The government’s proposed single ombudsman will face the same structural issues that have caused problems for CPA Australia, says the Credit and Investments Ombudsman.
In a submission to Treasury distributed to the press yesterday, the CIO argued that the government’s proposed Australian Financial Complaints Authority (AFCA) will be toothless to prevent financial scandals and stamp out poor cultural practices in the sector.
The CIO – which would become redundant under the government’s plans – also points to governance issues faced by CPA Australia as a potential hurdle for the success of AFCA, as both are examples of problematic “not-for-profit member-based monopolies”.
“To appreciate the kind of allegations that can be levelled against a not-for-profit member-based organisation that enjoys a monopoly (in the same way that AFCA will), one only has to look at recent media reports about the board and management of CPA Australia, a company also limited by guarantee,” the submission states.
AFCA directors will be appointed by its board, not its members, making it susceptible to similar governance and member conflicts experienced by the accounting body.

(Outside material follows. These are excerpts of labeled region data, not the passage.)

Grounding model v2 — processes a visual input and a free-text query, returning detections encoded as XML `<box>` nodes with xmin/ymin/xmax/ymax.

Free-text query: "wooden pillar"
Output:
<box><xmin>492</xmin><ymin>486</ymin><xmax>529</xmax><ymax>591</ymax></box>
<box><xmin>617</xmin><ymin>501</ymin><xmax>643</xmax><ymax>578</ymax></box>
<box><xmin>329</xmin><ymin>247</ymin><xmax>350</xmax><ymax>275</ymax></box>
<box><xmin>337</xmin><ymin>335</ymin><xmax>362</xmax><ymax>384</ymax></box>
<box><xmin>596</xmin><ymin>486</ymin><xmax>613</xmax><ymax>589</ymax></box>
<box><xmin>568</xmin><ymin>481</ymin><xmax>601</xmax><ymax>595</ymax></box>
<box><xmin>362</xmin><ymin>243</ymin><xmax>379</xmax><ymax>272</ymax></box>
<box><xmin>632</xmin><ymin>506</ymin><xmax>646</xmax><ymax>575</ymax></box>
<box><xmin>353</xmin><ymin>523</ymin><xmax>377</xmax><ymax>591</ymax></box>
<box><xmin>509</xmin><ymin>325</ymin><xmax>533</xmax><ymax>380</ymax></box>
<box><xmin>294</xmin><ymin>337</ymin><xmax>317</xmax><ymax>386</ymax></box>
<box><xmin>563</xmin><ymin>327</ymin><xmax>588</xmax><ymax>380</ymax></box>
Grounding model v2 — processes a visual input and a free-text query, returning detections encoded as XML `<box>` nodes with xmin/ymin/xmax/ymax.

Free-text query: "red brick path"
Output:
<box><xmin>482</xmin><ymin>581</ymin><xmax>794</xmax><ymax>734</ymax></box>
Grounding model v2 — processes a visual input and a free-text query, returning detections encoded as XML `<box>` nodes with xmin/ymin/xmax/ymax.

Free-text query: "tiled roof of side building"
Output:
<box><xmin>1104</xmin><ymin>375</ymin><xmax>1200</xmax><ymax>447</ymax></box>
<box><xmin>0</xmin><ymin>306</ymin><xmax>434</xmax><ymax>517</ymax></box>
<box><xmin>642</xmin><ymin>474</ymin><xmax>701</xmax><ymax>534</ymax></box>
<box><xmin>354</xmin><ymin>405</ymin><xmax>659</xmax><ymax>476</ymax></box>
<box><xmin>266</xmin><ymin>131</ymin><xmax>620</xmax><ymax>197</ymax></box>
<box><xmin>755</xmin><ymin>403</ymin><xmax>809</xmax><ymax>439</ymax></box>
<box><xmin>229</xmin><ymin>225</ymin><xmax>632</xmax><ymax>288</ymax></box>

“What would prevent AFCA directors from giving themselves hefty or undeserved pay increases? How would directors be removed for poor performance where there is no possibility of directors being voted out? What incentive would the board have to keep costs down and operate the scheme efficiently in circumstances where its members have no say as to how the budget is framed or how the scheme is run?” the submission asked rhetorically.